The 2018 User Survey ran from December 12, 2018 to February 11, 2019. On December 12, NERSC had 6,964 active users based on the definition given above and were thus able to respond to the user survey. As shown in Table 1, the 2018 survey had responses from 8.3% of those users, representing 56.6% of the NERSC Hours used. While this is slightly below target for all active users, the survey did achieve an increase in the percentage of NERSC-Hours represented, and if we consider only users who ran jobs on Cori or Edison, the response rate is 10.5% (448 of 4,285). (For 2019, NERSC has implemented a new vetting process for users and is also requiring that all users revalidate user information and turn on MFA. We expect these changes will reduce the difference between users who are enabled to run on the system and those who actually do.)

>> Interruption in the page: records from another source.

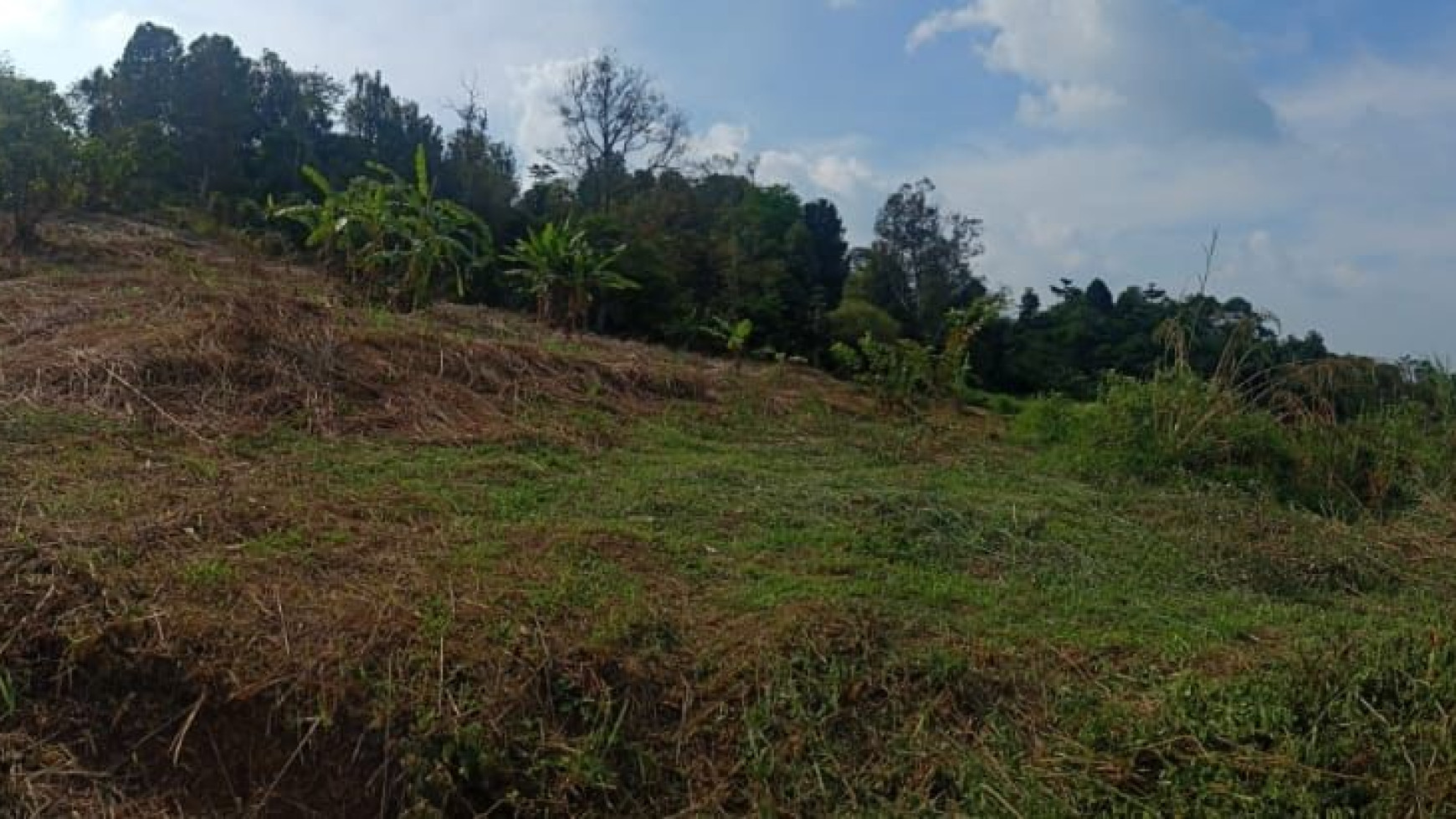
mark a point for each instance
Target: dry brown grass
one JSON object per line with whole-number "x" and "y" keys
{"x": 131, "y": 320}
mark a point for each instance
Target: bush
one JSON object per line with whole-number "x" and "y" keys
{"x": 856, "y": 317}
{"x": 1178, "y": 425}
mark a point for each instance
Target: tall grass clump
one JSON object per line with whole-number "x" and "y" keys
{"x": 1257, "y": 431}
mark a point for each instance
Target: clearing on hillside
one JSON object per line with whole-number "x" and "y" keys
{"x": 269, "y": 551}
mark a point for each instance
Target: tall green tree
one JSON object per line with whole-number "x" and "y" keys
{"x": 295, "y": 121}
{"x": 828, "y": 253}
{"x": 128, "y": 114}
{"x": 479, "y": 172}
{"x": 213, "y": 114}
{"x": 922, "y": 261}
{"x": 37, "y": 153}
{"x": 616, "y": 120}
{"x": 389, "y": 128}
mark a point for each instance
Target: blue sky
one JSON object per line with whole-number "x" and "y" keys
{"x": 1095, "y": 137}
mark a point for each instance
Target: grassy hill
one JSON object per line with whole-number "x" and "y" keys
{"x": 267, "y": 550}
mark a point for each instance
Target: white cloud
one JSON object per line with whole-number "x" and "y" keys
{"x": 33, "y": 18}
{"x": 533, "y": 105}
{"x": 721, "y": 140}
{"x": 832, "y": 167}
{"x": 1153, "y": 69}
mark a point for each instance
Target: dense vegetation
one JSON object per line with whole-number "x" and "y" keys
{"x": 206, "y": 128}
{"x": 446, "y": 562}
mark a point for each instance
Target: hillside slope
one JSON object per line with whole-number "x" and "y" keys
{"x": 267, "y": 551}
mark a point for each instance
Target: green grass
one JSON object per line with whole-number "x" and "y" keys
{"x": 895, "y": 618}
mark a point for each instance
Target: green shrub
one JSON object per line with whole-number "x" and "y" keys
{"x": 1178, "y": 425}
{"x": 856, "y": 317}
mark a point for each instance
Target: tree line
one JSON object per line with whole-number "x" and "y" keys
{"x": 619, "y": 230}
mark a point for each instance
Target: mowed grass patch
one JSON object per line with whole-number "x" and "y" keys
{"x": 791, "y": 612}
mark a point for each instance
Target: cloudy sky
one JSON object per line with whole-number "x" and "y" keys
{"x": 1095, "y": 137}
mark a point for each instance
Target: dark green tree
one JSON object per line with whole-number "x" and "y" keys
{"x": 616, "y": 120}
{"x": 213, "y": 114}
{"x": 922, "y": 261}
{"x": 37, "y": 153}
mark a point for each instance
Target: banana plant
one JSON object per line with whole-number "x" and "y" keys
{"x": 565, "y": 274}
{"x": 395, "y": 238}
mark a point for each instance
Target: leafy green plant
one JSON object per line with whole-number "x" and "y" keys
{"x": 9, "y": 694}
{"x": 395, "y": 238}
{"x": 38, "y": 153}
{"x": 733, "y": 336}
{"x": 565, "y": 274}
{"x": 899, "y": 373}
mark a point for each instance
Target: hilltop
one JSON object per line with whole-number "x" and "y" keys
{"x": 269, "y": 550}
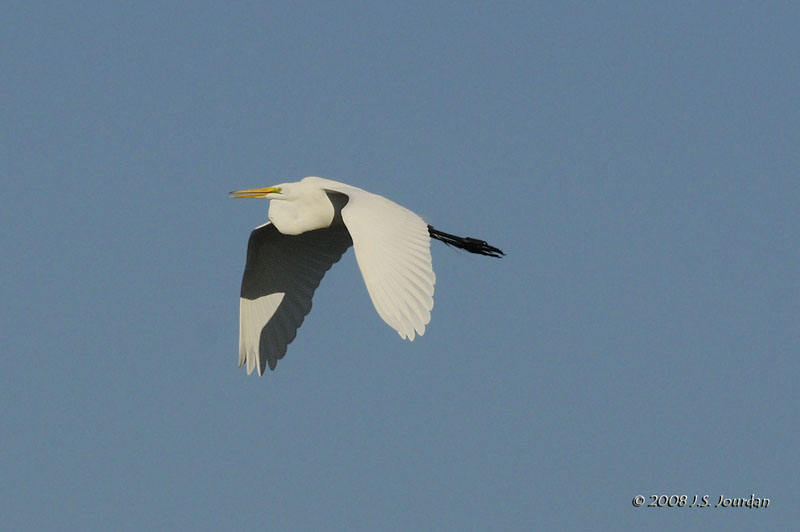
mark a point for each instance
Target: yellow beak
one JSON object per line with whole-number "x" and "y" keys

Survey sent to 8,026 active users	2017 Target	2017 Actual	2018 Target	2018 Actual
Total # of responses	648	656	696	577
% of all active users responding	10%	10.9%	10%	8.3%
% of users who ran jobs responding	N/A	11.9%	N/A	10.5%
% of NERSC-Hours represented by survey respondents	50%	54.0%	50%	56.6%

Table 1. User survey response rate.

The survey uses a seven-point rating scale, where “1” is “very dissatisfied” and “7” indicates “very satisfied.” For each question, the average score and standard deviation are computed. The change in score compared to the previous year is considered significant if it passes the standard t-test criterion at the 95% confidence level.

Results

Historically the average score for overall satisfaction has been in the "very satisfied" range, as can be seen in Figure 1, and this was true for 2018. Table 2 shows that satisfaction scores were slightly lower in 2018 than 2017, though still well above the target of 5.25 in all categories. Figure 2 shows the distribution of satisfaction scores in more detail.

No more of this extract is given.